Et dans ces forges, l’alchimiste Kershner travaille sa matière avec élégance, sensibilité et sagesse, dressant reliefs et creusant abîmes sur le plan narratif génialement agencé par les mages Lucas, Brackett (un peu) et Kasdan (beaucoup !) avec un sens du drame époustouflant, nous re-contant une histoire vieille comme l’Histoire.

Pour sa direction artistique démente magnifiée par la perfection chromatique de la photographie de Peter Suschitzky, L’Empire contre-attaque est aussi un grand film d’ambiances, multipliant les atmosphères construites avec un soin maniaque et contenues par la musique étrange de Ben Burtt et ses sons d’un autre monde : ces échos sinistres de ululements lointains hurlés par quelques oiseaux étranges peuplant les marais de Dagobah, les bourdonnements presque organiques de la salle de congélation avec ses battements, ses respirations dissimulant insidieusement le souffle terrifiant de Vador. Ne restait plus qu’à y faire chanter la symphonie divine d’un John Williams au talent transcendé, et c’est la jubilation absolue.

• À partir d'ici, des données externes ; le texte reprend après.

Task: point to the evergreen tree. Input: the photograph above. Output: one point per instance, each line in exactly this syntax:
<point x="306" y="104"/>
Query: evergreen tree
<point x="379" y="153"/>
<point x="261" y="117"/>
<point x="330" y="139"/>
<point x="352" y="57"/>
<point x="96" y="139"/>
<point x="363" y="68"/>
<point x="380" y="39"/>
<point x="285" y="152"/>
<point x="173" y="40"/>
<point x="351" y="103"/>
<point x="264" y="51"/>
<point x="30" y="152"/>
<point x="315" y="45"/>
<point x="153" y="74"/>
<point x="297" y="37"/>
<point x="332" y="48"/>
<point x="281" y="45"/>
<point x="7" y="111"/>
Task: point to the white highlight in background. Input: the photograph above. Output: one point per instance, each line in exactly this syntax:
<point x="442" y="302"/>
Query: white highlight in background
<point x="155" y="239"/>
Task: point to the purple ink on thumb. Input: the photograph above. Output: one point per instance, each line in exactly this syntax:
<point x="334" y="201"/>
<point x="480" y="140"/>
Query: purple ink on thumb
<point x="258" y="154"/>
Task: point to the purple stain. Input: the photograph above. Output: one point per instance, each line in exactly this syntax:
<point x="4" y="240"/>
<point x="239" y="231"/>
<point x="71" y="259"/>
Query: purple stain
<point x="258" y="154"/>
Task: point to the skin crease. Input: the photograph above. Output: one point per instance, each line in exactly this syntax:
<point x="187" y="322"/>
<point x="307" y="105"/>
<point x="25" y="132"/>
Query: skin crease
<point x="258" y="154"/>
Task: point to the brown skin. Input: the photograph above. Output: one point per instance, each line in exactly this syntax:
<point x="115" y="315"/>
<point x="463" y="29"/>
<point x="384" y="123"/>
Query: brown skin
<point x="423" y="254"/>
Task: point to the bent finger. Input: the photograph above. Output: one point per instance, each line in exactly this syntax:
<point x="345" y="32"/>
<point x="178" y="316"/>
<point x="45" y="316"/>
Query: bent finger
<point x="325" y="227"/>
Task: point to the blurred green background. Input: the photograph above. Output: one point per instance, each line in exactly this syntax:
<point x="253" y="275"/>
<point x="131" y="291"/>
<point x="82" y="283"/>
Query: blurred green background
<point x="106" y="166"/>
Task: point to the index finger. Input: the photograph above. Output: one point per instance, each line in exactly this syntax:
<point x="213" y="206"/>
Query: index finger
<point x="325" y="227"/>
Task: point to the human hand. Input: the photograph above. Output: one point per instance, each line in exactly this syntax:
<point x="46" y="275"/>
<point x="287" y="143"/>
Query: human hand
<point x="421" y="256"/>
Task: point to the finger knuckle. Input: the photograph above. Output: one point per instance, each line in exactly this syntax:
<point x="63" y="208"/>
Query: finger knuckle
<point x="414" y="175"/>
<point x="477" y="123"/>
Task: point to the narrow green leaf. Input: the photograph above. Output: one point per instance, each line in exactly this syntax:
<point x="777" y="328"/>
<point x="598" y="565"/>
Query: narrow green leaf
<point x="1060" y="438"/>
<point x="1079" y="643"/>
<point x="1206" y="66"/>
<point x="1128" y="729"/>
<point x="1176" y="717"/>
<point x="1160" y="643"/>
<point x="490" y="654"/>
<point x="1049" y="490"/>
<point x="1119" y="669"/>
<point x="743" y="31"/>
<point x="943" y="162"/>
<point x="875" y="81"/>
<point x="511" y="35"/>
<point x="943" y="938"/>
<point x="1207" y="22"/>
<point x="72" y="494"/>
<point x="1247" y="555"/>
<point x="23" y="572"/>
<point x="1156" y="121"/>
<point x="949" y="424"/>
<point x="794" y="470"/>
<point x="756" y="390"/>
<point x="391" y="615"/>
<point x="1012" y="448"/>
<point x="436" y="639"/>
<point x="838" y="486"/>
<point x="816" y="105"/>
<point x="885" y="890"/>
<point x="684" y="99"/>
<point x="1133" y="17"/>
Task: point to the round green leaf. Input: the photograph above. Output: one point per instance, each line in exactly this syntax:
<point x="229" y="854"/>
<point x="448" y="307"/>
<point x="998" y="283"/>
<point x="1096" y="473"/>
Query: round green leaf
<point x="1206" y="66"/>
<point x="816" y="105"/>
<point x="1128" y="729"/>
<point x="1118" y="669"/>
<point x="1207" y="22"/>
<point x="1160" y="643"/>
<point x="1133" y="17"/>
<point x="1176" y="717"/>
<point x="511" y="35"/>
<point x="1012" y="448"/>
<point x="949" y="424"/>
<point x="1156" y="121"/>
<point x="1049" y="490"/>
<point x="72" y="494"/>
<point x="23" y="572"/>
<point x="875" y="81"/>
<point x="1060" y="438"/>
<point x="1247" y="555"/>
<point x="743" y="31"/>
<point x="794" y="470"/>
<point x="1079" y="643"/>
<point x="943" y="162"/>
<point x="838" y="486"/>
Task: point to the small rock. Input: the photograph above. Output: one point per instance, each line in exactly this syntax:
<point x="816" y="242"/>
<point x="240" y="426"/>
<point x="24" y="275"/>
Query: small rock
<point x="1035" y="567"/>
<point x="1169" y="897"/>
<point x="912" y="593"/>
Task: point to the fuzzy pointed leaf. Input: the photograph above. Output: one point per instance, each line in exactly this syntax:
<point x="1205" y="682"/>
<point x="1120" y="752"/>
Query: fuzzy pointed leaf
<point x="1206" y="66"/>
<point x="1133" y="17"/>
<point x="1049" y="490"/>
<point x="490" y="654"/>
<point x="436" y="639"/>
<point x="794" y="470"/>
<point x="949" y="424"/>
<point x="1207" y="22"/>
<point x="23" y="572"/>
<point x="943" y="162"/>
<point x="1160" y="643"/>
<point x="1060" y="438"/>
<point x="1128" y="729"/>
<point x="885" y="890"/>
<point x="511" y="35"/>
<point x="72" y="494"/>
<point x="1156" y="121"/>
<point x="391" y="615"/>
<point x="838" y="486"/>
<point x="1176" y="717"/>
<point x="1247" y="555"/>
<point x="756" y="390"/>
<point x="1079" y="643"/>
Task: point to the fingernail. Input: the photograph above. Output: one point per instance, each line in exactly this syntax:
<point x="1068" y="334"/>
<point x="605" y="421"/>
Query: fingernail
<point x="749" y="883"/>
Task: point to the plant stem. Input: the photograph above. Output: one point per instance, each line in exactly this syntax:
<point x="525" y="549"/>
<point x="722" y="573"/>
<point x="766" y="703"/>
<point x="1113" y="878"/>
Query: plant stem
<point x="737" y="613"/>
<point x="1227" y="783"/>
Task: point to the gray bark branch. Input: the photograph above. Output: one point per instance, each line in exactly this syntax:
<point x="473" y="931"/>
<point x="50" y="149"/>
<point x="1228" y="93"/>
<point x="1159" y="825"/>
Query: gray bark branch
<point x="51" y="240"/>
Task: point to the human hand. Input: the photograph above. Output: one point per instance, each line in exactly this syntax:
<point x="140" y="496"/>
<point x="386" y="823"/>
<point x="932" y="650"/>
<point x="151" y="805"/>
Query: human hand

Et ces personnages en mutation, gagnant en ombre, en cœur, en charisme, en complexité, en panache, évoluant de pair avec le talent de leurs interprètes, tous humbles mais tous formidables…

On lit souvent que toutes les suites voudraient être L’Empire contre-attaque, mais combien de suites ont pu fleurir depuis mais paraissent bien fanées à côté d’un tel bouquet de génie. Comme l’a si bien dit un internaute amoureux de ce film (LordAsriel d'Allociné qui, je l’espère, ne m’en voudra pas de le citer), ce film, on lui dirait « Je t’aime » qu’il serait capable de nous répondre « Je sais ».